Lo de los grupos del Facebook es ya de traca. Yo estoy dudando en unirme a Saco el móvil, miro la hora, guardo el móvil, ni puta idea de que hora es, optar por Odio darme cuenta de que estoy respirando y tener que respirar pensando o suscribir el Nunca sé por donde se sale de El Corte Inglés, aunque imagino que el metagrupo de Facebook, el que lo retrata en sí mismo, es El mundo es muy grande, pero yo tengo que encontrarme a todos los gilipollas.
Facebook es una impostura porque sus miembros se empeñan en diluirse en un magma de aceptabilidad social que pervierte todas las relaciones. En lugar de acercar, aleja. ¿Alguna amiga facebookera podría proclamar a los cuatro vientos en su muro ante un desengaño amoroso: "Me ha dejado por otra. Sin avisar. Follaba bien y amaba mejor. Me duele el coño y el corazón a partes iguales". Sería expulsada inmediatamente, vetada por inconveniente.

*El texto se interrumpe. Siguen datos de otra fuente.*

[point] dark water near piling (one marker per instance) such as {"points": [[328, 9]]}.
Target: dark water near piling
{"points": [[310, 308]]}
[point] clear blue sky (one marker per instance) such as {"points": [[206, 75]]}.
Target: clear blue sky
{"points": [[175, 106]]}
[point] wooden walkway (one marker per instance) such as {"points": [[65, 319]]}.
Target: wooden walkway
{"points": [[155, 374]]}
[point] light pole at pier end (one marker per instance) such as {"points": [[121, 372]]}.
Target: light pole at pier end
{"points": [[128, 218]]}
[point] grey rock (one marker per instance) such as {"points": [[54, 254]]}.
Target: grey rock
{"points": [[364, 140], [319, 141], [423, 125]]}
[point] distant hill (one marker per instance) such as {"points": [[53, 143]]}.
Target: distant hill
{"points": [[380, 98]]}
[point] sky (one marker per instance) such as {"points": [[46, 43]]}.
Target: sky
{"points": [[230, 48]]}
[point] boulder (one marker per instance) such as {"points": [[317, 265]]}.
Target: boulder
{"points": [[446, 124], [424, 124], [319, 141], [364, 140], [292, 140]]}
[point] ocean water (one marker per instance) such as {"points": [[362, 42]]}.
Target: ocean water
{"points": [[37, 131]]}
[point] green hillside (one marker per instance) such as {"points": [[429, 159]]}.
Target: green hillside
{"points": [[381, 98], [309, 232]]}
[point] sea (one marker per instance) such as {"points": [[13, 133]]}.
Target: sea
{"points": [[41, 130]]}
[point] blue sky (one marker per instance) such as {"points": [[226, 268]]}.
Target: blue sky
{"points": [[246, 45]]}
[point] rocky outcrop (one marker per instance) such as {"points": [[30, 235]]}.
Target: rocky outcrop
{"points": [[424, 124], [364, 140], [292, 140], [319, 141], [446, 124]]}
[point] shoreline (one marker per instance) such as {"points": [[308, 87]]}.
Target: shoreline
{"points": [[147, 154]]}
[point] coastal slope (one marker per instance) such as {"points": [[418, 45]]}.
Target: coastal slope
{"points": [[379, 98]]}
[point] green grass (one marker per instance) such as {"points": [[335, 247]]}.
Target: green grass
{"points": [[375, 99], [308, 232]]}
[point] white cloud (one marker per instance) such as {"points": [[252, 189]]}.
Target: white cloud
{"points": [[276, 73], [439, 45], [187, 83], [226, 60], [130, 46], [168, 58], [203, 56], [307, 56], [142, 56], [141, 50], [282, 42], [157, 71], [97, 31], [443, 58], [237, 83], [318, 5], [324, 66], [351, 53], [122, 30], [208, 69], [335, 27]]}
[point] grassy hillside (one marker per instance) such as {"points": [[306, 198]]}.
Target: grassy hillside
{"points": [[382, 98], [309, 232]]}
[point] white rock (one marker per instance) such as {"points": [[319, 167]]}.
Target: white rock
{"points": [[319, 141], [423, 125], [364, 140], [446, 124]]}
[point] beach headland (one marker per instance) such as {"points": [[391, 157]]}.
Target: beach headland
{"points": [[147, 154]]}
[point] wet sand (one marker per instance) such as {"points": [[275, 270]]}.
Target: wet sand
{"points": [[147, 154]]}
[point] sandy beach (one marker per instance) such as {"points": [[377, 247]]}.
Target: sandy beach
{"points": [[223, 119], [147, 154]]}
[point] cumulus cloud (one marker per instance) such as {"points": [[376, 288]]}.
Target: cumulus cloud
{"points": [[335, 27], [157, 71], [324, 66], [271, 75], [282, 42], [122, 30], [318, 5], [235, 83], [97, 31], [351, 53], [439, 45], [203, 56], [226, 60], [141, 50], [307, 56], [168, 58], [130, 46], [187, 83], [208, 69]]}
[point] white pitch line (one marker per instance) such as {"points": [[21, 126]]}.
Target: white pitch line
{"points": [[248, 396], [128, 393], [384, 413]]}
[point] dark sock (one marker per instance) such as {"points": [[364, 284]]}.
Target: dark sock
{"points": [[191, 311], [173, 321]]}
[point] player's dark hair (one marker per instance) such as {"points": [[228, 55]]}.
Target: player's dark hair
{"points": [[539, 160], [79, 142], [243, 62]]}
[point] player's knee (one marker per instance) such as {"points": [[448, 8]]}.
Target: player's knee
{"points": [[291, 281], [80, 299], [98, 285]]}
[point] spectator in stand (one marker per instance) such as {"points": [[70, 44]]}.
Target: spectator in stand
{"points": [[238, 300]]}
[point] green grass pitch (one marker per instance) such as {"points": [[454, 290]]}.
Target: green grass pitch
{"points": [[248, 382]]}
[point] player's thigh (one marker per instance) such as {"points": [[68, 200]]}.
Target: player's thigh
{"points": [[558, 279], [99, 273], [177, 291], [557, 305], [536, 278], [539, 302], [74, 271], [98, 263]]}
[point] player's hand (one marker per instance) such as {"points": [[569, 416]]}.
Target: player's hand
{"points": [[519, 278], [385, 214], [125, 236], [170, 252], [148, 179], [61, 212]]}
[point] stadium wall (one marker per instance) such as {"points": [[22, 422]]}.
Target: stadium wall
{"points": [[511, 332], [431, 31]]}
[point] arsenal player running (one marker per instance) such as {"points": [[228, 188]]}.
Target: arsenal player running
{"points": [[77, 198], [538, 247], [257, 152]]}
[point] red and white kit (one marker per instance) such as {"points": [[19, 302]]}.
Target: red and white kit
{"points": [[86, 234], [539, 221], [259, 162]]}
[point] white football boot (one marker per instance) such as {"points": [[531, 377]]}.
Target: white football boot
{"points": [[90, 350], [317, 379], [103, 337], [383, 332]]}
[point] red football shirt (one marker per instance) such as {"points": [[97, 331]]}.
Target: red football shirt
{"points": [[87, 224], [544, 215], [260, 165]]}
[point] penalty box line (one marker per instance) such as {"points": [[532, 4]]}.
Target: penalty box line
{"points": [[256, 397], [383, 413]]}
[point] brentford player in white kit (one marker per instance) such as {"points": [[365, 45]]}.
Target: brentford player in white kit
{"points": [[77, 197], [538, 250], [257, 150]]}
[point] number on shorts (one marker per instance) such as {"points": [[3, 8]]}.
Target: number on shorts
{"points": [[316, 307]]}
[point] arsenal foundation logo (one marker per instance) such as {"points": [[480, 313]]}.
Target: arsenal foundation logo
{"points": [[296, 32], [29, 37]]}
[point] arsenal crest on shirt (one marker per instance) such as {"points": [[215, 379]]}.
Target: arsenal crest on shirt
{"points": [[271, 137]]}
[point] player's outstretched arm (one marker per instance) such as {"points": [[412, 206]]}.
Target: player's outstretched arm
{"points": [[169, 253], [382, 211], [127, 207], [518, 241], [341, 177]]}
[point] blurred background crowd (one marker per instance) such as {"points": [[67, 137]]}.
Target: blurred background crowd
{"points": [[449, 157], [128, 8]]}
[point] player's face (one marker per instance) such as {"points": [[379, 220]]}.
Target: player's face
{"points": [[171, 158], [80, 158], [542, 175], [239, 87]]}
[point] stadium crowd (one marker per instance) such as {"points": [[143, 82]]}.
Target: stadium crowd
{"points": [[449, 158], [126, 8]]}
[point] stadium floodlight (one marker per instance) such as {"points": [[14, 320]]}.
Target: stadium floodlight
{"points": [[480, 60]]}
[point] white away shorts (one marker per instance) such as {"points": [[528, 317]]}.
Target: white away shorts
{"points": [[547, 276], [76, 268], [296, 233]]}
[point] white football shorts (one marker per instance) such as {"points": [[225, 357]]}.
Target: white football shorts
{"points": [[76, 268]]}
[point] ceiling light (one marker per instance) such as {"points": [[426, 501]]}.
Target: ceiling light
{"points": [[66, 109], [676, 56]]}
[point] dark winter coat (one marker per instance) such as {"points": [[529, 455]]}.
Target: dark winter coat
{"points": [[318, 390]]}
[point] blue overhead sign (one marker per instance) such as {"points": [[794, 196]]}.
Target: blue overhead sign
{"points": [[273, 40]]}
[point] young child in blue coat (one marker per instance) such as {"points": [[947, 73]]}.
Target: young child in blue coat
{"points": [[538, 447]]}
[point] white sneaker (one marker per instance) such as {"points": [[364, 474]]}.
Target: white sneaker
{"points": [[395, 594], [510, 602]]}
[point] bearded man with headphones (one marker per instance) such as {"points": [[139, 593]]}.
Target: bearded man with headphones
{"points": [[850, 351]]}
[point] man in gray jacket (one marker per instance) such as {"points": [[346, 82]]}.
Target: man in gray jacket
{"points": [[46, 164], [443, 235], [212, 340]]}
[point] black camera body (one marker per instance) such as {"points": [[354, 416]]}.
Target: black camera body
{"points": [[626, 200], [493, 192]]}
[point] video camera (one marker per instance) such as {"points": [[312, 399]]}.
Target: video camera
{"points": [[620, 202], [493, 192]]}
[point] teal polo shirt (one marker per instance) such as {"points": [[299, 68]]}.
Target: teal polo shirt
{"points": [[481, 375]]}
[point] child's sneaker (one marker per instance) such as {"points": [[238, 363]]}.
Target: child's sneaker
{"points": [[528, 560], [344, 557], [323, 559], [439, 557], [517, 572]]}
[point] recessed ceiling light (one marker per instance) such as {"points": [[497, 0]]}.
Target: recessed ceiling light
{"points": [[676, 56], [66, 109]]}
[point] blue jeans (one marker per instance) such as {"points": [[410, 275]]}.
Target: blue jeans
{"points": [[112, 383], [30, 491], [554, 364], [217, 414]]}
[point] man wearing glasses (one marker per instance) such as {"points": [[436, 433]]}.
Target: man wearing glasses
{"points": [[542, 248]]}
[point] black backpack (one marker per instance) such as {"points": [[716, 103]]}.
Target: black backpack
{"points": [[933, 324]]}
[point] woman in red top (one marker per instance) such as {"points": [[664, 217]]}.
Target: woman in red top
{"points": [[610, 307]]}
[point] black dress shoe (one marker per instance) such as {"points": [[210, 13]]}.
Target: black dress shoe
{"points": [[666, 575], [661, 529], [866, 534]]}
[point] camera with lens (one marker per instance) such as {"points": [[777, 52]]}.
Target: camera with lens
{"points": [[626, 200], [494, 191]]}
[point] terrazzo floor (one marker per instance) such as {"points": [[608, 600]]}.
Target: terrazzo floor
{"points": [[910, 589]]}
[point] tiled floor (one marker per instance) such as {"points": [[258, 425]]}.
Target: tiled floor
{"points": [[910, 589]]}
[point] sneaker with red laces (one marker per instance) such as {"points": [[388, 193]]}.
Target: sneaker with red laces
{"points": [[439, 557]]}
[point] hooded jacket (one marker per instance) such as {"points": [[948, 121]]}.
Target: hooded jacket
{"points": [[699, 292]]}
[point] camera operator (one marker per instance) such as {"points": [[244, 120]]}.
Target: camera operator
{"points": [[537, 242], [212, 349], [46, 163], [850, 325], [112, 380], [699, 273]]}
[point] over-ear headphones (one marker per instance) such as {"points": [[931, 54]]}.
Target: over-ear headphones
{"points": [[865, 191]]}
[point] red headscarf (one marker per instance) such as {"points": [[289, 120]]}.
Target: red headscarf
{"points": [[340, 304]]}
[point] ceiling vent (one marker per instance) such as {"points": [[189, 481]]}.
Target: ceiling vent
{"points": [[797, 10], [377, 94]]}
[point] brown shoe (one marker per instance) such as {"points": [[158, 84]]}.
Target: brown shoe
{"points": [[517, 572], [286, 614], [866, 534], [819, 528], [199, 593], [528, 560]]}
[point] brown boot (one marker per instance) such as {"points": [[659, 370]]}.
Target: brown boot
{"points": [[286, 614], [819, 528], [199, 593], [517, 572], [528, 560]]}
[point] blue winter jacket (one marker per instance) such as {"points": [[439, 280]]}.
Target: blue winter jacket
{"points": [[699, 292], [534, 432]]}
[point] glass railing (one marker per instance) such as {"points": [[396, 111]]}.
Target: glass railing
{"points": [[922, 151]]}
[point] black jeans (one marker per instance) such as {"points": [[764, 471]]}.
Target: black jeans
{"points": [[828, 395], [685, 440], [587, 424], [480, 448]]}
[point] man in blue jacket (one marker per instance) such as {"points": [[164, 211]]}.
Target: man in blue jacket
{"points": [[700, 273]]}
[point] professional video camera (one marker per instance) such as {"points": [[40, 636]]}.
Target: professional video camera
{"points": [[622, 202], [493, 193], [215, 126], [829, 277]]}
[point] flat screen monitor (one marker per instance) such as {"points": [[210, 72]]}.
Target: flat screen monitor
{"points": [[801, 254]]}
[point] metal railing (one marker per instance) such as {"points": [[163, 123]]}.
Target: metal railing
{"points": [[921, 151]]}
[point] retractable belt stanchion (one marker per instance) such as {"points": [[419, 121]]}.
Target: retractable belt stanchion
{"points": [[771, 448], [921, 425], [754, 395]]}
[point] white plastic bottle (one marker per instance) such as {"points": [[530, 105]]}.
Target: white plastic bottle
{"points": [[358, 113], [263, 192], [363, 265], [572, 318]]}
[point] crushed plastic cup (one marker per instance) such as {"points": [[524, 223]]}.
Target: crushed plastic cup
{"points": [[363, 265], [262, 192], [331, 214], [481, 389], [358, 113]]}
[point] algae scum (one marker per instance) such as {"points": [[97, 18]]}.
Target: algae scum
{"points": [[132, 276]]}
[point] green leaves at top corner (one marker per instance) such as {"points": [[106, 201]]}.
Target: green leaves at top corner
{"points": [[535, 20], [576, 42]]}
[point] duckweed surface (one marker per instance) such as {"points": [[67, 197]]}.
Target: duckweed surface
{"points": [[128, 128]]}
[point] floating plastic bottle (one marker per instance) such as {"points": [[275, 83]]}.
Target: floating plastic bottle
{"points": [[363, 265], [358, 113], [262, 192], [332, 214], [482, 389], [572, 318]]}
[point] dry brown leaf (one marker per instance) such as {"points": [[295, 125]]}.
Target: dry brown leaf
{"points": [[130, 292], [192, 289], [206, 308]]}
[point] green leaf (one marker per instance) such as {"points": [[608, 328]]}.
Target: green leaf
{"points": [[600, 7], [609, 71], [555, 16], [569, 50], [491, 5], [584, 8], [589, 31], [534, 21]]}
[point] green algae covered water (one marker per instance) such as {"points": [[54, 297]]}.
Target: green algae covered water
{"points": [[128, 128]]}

Los sentimientos reales, fieros como el cáncer, no tienen acomodo en este mundo virtual de pocoyos egocéntricos y ñoños.
El locutorio es un ambiente hostil para Facebook. Está impregnado de utilidad, de sensualidad, de autenticidad. Incluso bajo ese olor rancio, a cerrado, cercado el ambiente por sudores de otras razas, de otras sensaciones, del belfo grueso del cocolo que chupa su guirla, y le soba los lomos tersos, elásticos, al tiempo que machaca el intro. Tal vez no merezca la pena volver a pagar a Timofónica por el ADSL casero y buscar acomodo en el locutorio, mientras pasa el verano.